Order Off the Trolley
The waiter brings the day’s fish to the table raw and you choose — premium species around €95 a kilo, the local catch nearer €70, scampi at €98 — then the kitchen grills it and debones it tableside. Around that ritual: cuttlefish black risotto (€19), octopus salad (€21), the octopus-and-chickpea stew (€20) that argues for winter visits, cuttlefish stew with polenta (€20), and a chef’s grilled-fish selection for two with salad at €65 — the sane default. Michelin’s inspectors single out the dried-fig-and-walnut cake; obey them. Average spend runs about €30 a head with house wine, cards accepted.
The Split Play
Lunch at Fetivi beats dinner for first-timers: the trolley is fullest, the courtyard is cool, and the evening rush hasn’t compressed the service. Book dinner for the second visit, when you know to open with the black risotto. Walk it off through Varoš up toward Marjan hill, and give the other end of the waterfront to Bokamorra’s pizzas the next night — the two bookings together are the whole city. The full map is in our Split dining guide and the 2026 Split guide; the first-date list keeps a courtyard table here for September.
View Konoba Fetivi on Restaurants for Kings →
Related Reading
- Our full profile: Konoba Fetivi review.
- The city: Split dining guide and the 2026 guide.
- The other Split booking: Bokamorra.
Frequently Asked Questions
How do you book Konoba Fetivi?
Phone only: +385 21 355 152, with Instagram (@konoba_fetivi) as the fallback — no booking platform carries it. Call a few days ahead for July–August dinner; lunch and off-season usually walk in. Closed Sundays.
How does the fish trolley work?
The day’s whole fish comes to the table raw; you pick, it is weighed, grilled and deboned for you. Premium species run about €95 a kilo, local catch nearer €70, scampi €98 — or take the chef’s grilled selection for two at €65 and let the house choose.

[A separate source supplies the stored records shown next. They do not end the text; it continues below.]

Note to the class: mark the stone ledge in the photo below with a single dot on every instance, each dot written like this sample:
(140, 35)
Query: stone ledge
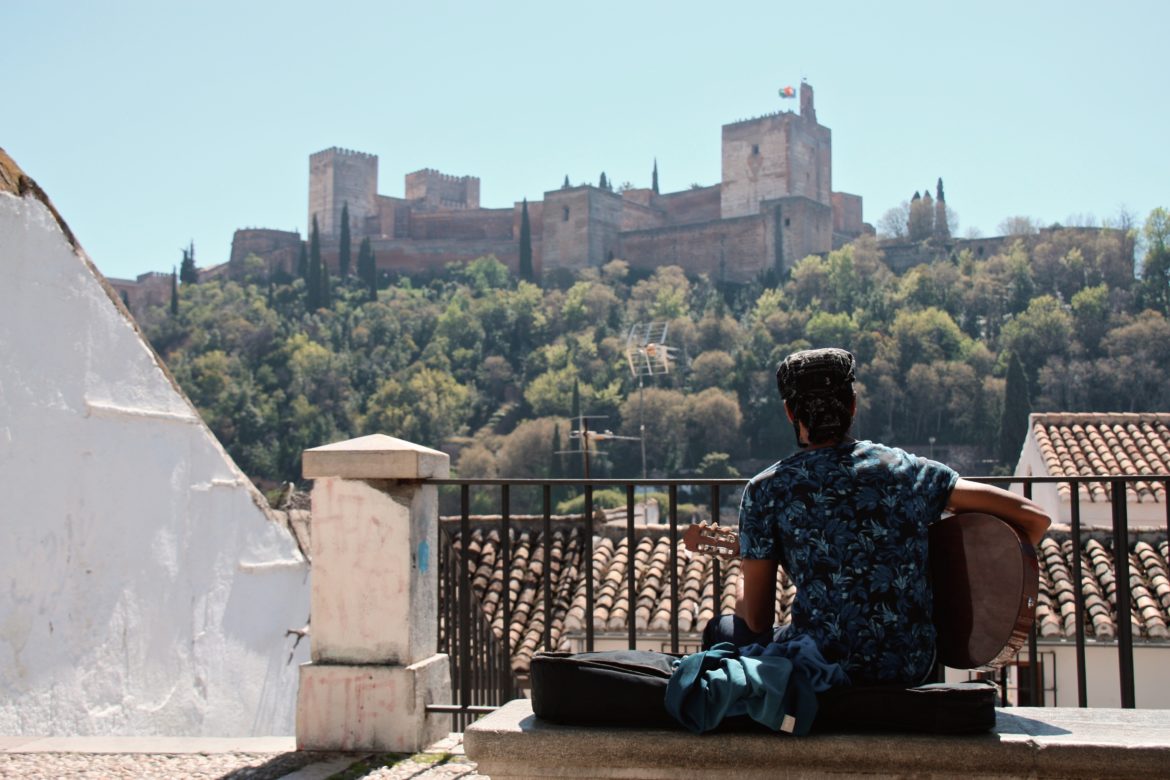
(374, 457)
(1026, 743)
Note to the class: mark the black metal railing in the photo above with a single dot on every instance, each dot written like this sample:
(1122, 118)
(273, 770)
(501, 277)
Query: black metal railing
(482, 661)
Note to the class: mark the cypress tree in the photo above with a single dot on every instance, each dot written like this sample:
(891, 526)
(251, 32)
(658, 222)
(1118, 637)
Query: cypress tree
(187, 273)
(314, 281)
(525, 244)
(555, 469)
(327, 297)
(302, 263)
(1017, 408)
(343, 249)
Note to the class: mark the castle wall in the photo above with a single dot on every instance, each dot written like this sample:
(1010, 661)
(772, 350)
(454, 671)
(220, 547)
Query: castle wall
(425, 256)
(281, 249)
(692, 206)
(494, 223)
(734, 250)
(805, 227)
(640, 216)
(776, 156)
(847, 214)
(150, 289)
(341, 175)
(433, 190)
(580, 227)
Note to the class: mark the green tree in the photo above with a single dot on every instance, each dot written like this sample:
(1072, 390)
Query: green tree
(343, 247)
(187, 271)
(525, 244)
(302, 263)
(1155, 290)
(1014, 420)
(312, 283)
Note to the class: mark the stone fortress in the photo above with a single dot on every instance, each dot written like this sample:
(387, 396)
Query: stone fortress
(773, 206)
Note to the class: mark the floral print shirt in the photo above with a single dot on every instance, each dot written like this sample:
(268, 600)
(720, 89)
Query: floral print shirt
(848, 525)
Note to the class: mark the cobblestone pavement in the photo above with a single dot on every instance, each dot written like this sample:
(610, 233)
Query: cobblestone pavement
(445, 760)
(236, 766)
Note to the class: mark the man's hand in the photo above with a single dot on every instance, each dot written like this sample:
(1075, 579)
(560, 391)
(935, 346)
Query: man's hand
(1020, 512)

How much does dinner at Fetivi cost?
About €30 a head on average — black risotto at €19, stews at €20, octopus salad at €21 — unless the whole-fish trolley raises the stakes. It is the best cooking-to-bill ratio in the old town, which the Bib Gourmand has certified since 2018.
Where is Konoba Fetivi?
Tomića stine 4 in Varoš, the old fishermen’s quarter behind the Church of St Francis — three minutes from the Riva, a century away from it. Compact interior plus a covered courtyard; parties of six and up should call well ahead.
Is Fetivi open on Sunday?
No — Monday to Saturday, 12:00–22:00, closed Sunday. It is the standard Split itinerary mistake; book Saturday instead and give Sunday to the islands.